Seminggu Berselang ..

Seminggu berselang ..

Sehabis pulang dari rumah sang mantan, keseharian Tomy dilalui dengan menyendiri di tempat-tempat kesunyian, guna mengisi kegundahannya. Lokasi seperti pantai, perpustakaan, lapangan futsal menjadi pilihannya.

Selain diterpa masalah yang cukup hebat yang membuatnya galau yang tiada berujung, ia juga sedang dilanda kegelisahan yang tidak ada habis-habisnya sampai sekarang, yaitu krisisnya perekonomian keluarga. Menjadikan Ayahnya sibuk mencari pekerjaan lain setelah bangunan yang dikerjakan telah siap. Belum lagi tunggakan uang semester yang harus dilunasi, mengingat ini tahun terakhir ia duduk di bangku kuliah dan menuju wisuda.

Seakan tidak percaya dengan apa yang terjadi, siang ini langkah kakinya tidak jelas akan kemana melangkah,  -seperti dedaunan yang berterbangan mengikuti arah angin- kadang kala berhenti sejenak, menghirup udara sambil melihat langit, sesekali menatap sepasang burung yang memang dari tadi bertengger di ranting pohon. Tomy sang arjuna yang ditinggal cinta, masa kelam sedang dilaluinya, siang malam masalah ini menghantui, membuat batinnya terusik seakan ingin berteriak “Mengapa aku sebodoh ini?? bodohkah aku memutuskan semua ini?? kenapa tidak aku perjuangkan saja cintaku ini? aku bodoh!”

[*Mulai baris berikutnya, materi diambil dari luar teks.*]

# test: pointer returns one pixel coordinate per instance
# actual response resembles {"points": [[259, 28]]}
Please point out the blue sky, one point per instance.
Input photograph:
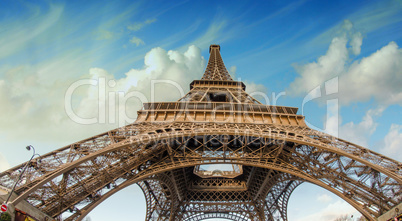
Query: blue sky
{"points": [[282, 47]]}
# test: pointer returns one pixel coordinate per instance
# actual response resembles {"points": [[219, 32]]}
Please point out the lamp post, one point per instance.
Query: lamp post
{"points": [[29, 147]]}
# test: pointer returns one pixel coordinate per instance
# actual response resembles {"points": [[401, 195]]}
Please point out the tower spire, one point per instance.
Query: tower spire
{"points": [[216, 69]]}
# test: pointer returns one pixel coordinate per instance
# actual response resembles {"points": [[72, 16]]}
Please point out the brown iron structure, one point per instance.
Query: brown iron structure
{"points": [[269, 150]]}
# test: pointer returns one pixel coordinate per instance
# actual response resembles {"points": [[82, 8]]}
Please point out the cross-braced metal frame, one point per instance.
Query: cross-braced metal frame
{"points": [[217, 122]]}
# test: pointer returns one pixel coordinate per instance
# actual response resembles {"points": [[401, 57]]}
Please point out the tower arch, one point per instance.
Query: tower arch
{"points": [[216, 122]]}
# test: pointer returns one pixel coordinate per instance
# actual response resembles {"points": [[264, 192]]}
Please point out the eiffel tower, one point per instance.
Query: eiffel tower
{"points": [[215, 153]]}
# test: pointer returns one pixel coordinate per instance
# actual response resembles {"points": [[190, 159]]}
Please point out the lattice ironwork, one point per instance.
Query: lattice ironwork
{"points": [[217, 122]]}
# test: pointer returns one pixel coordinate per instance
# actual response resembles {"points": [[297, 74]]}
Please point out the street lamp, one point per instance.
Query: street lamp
{"points": [[29, 147]]}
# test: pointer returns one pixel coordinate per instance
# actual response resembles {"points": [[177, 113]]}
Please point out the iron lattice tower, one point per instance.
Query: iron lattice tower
{"points": [[269, 148]]}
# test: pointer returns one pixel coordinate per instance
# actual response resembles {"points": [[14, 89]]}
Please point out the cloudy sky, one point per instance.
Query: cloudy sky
{"points": [[339, 62]]}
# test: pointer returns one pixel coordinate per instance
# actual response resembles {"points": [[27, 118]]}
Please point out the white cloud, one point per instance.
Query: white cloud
{"points": [[32, 98], [17, 35], [137, 41], [377, 76], [3, 163], [393, 142], [360, 133], [324, 198]]}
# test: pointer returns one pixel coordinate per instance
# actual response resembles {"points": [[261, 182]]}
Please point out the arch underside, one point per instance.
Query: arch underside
{"points": [[76, 178]]}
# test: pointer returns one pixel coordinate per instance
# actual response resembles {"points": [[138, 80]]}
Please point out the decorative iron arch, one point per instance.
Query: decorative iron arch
{"points": [[216, 122]]}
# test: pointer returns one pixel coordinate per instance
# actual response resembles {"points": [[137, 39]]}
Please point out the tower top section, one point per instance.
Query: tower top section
{"points": [[216, 70]]}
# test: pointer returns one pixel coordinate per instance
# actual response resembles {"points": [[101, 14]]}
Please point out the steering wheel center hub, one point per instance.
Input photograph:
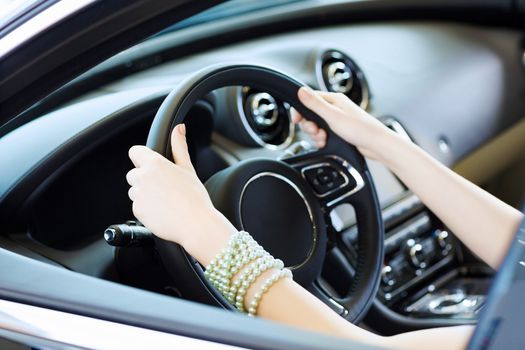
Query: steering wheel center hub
{"points": [[270, 200], [276, 213]]}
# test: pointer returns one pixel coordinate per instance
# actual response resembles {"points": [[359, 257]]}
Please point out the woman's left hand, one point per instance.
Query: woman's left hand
{"points": [[169, 200]]}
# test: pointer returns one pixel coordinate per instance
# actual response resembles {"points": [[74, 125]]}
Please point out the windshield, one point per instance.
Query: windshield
{"points": [[228, 9]]}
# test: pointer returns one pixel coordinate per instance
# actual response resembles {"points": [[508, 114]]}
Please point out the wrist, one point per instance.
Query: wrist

Lalu jawaban dari langit datang, yaitu suara gemuruh yang diiringi awan pekat petanda hujan akan turun. Burung dan dedaunan saling bertebrangan, akibat hembusan angin yang kencang itu. Tomy yang menyadari akan turunnya hujan besar segera bergegas ke tempat teduh, tapi sepanjang jalan, tidak satu pun yang ia nilai cukup untuk melindungi tubuhnya dari rintikan hujan yang semakin lebat.

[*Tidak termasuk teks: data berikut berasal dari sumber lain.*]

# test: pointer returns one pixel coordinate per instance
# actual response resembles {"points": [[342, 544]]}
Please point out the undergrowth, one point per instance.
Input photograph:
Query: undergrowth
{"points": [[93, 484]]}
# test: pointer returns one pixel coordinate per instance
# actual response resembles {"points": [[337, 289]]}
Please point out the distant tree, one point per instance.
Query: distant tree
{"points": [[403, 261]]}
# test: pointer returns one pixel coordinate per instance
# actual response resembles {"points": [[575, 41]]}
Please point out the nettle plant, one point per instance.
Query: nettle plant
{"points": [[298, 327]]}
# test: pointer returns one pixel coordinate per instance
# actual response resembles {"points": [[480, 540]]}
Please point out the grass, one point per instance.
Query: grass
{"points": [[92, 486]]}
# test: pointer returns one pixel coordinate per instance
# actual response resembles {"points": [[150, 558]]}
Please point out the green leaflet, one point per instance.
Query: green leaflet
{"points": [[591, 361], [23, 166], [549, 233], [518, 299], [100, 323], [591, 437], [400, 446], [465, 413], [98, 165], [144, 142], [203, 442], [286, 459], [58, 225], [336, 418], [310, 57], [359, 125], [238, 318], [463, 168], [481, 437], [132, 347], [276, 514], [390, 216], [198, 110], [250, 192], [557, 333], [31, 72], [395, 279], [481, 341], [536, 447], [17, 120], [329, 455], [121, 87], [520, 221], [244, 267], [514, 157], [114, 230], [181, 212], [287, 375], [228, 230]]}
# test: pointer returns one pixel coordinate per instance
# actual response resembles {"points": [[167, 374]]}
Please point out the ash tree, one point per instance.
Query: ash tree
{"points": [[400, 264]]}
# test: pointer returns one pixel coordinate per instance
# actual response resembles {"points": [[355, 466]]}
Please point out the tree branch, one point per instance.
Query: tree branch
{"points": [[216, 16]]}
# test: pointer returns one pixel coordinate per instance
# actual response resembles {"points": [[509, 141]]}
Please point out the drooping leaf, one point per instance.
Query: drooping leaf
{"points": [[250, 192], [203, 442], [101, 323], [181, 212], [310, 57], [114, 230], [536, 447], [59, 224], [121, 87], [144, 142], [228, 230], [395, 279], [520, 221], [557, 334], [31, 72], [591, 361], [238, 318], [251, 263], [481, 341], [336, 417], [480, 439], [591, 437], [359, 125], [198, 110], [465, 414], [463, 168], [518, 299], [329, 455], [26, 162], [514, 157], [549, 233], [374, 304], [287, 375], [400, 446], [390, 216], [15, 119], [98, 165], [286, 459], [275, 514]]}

Ketika puas berlari mencari tempat teduh, tibalah Tomy di tempat yang diharapkan. Sebuah toko buku tiga lantai, di dalam kondisi ramai pengunjung, bahkan ada yang hanya sekedar berteduh menunggu hujan reda. Toko tersebut bernama ‘Salemba’, letaknya di persimpangan tiga menjadikannya ramai pengunjung karena strategis.

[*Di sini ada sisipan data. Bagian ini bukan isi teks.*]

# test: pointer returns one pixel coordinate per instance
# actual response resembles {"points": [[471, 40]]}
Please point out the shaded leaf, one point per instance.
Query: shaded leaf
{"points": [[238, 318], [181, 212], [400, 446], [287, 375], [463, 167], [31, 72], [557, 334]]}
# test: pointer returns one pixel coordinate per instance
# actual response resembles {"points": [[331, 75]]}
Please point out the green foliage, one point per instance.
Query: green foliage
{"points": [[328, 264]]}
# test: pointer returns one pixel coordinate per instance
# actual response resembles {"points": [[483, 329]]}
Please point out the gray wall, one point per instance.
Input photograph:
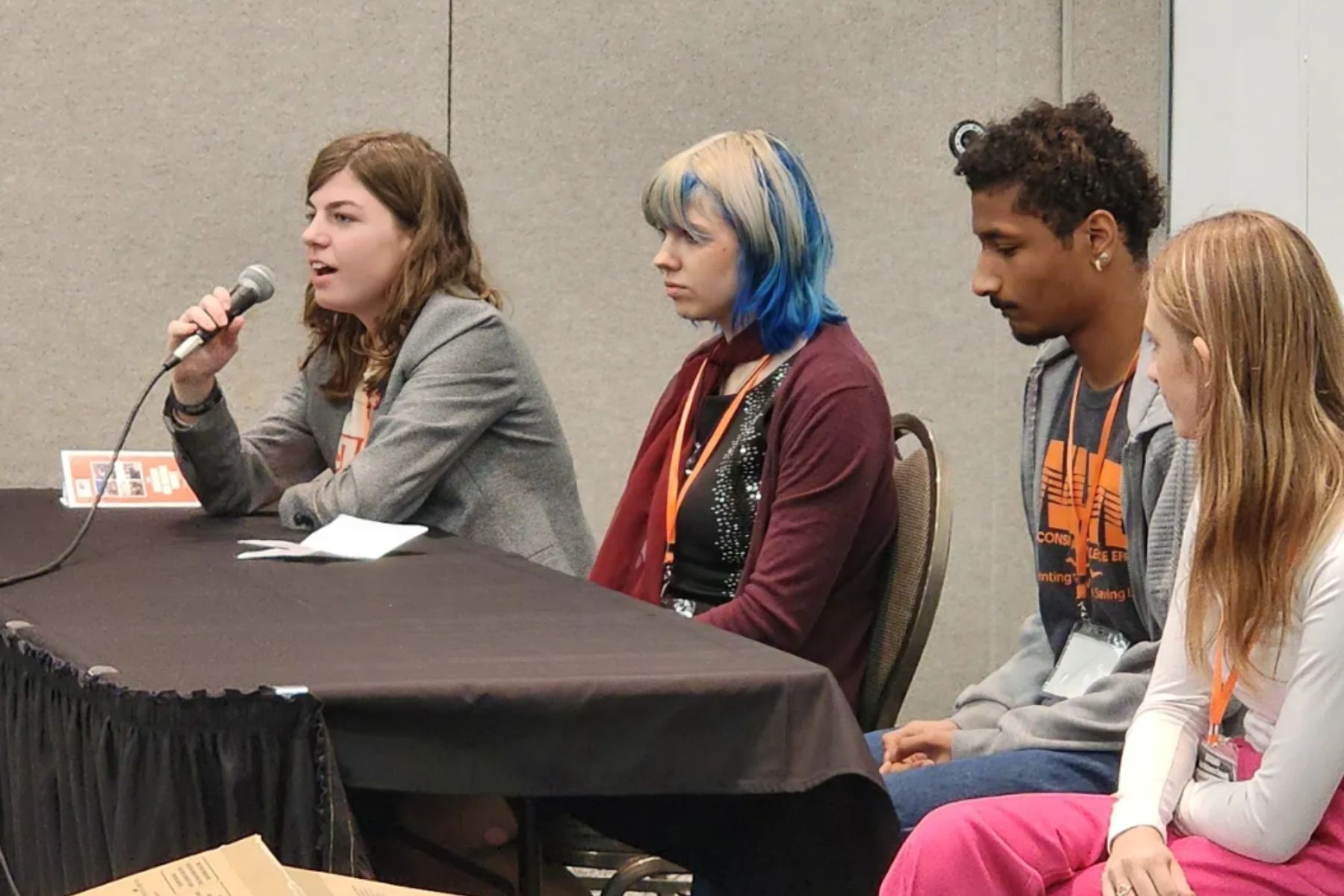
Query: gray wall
{"points": [[152, 151]]}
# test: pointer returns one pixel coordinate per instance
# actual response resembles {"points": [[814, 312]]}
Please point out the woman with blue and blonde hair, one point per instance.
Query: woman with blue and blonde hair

Masuklah Tomy ke toko buku itu, sambil melihat-lihat bangunan tempo dulu. Tempat ia dulu mencari buku tulis bersama ayahnya saat masa SD. Kini, dindingnya telah di cat warna putih, bangunan ini telah berubah , dahulu hanya satu lantai kini sudah bertambah dua lantai, decak kagumnya terhenti kala ia menemukan buku yang sangat bagus untuk dibaca dan dijadikan rujukan untuk kehidupannya, terlebih sekelumit masalah yang tengah dihadapinya. Judul sampul itu ialah ‘tatanan kehidupan harus sejalan dengan syariat islam’ dan hanya tersisa satu buku. Sewaktu ingin mengambil, Tomy terkejut ketika di sampingnya terdapat lelaki tua separuh baya, yang menatap sama apa yang Tomy tatap, lantas ia mengurungkan niat untuk membaca dan mempersilahkan kepada Bapak tua tadi.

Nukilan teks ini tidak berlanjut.